Fusion's Basic Components
Fusion's basic components are:
-
Sources: Sources (also referred to as data sources) are data storage systems that are external to Fusion that are accessed and managed by Fusion. Examples of data sources include PostgreSQL, MS SQL, or Azure Blob databases. All sources are mapped to the UDM which provides Fusion applications a uniform interface no matter which source they are accessing.
Sources are defined according to their type, (such as Oracle, PostgreSQL, or Hadoop), not by what you are using them for, (such as Staging or Production). Each source type has a list of type-specific parameters.
-
Specifications: The rules for various data integration tasks. For example, the
Matching
specification type contains rules to find and consolidate duplicate records in a table. Each specification has a name, a type, and a list of type-specific parameters. -
Scenarios: A scenario is a procedure that consists of a sequence of operation calls. Scenarios are the basic mechanisms used to perform operations on data sources. Scenarios can be used to implement many different types of applications, such as ETL and Data Quality processes.
-
Operations: Operations implement basic data integration tasks. For example, the
LoadTableFromSource
operation loads any table from any data source into another data source.Transform
is a universal operation used to implement various types of data transformation.Operations are called from scenarios. Typically their parameters include a source name, space name, table name, target source name, target space name, target table name, plus other operation-specific parameters.

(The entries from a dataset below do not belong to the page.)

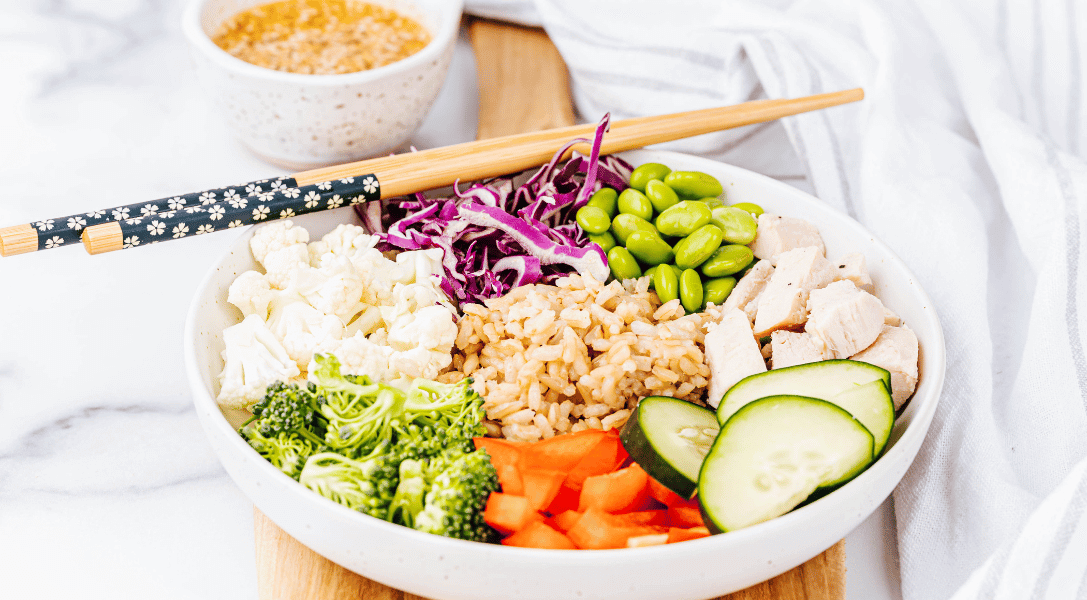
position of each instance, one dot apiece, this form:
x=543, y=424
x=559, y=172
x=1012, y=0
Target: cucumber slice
x=773, y=453
x=669, y=438
x=841, y=382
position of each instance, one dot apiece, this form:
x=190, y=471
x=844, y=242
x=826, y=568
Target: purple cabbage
x=498, y=235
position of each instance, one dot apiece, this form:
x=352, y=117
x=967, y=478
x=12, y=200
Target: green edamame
x=683, y=219
x=606, y=240
x=737, y=225
x=727, y=260
x=661, y=196
x=715, y=291
x=606, y=200
x=696, y=248
x=634, y=202
x=647, y=173
x=690, y=290
x=623, y=264
x=749, y=207
x=592, y=220
x=649, y=248
x=694, y=184
x=623, y=225
x=666, y=283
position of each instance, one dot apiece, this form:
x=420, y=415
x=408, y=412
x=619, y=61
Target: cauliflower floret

Each specification type usually has a corresponding operation that runs the specification. Such operations take the name of a specification as a parameter. If the specification includes the source and target information, the operation will not require source and target parameters. The operation's other parameters may allow you to run part of the specification or to run it in a specific mode. For example,
MatchOneSource
is an operation that runs aMatching
specification. It has parameters that allow you to direct it to apply only matching rules and no consolidation rules, which can be useful during development. -
Scripts: Scripts contain queries or scripts written in a source-specific language, for example, a SQL query to be used on a PosgreSQL database. Each script definition consists of a name, a data source name, and the script content. Some operations have scripts as parameters. For example, the
RunSourceScript
operation runs the script specified in its parameters. -
Applications: An application is a set of functional capabilities based on a set of sources, specifications, scenarios and scripts. These functional capabilities can be triggered from:
-
An EnterWorks widget, such as the Match and Merge widget.
-
An EnterWorks scheduled job. For example, Scheduled Imports can be configured to invoke the pre-processing class EnterWorksDiff.
An application's components are not available in other applications, however, they may be cloned to another application.
-
-
Objects: Objects are any of Fusion's basic components: sources, specifications, scenarios, operations, scripts, and applications. An object is identified by its name and its type. Objects can contain sub-objects. For example, an application's sub-objects include sources and scenarios.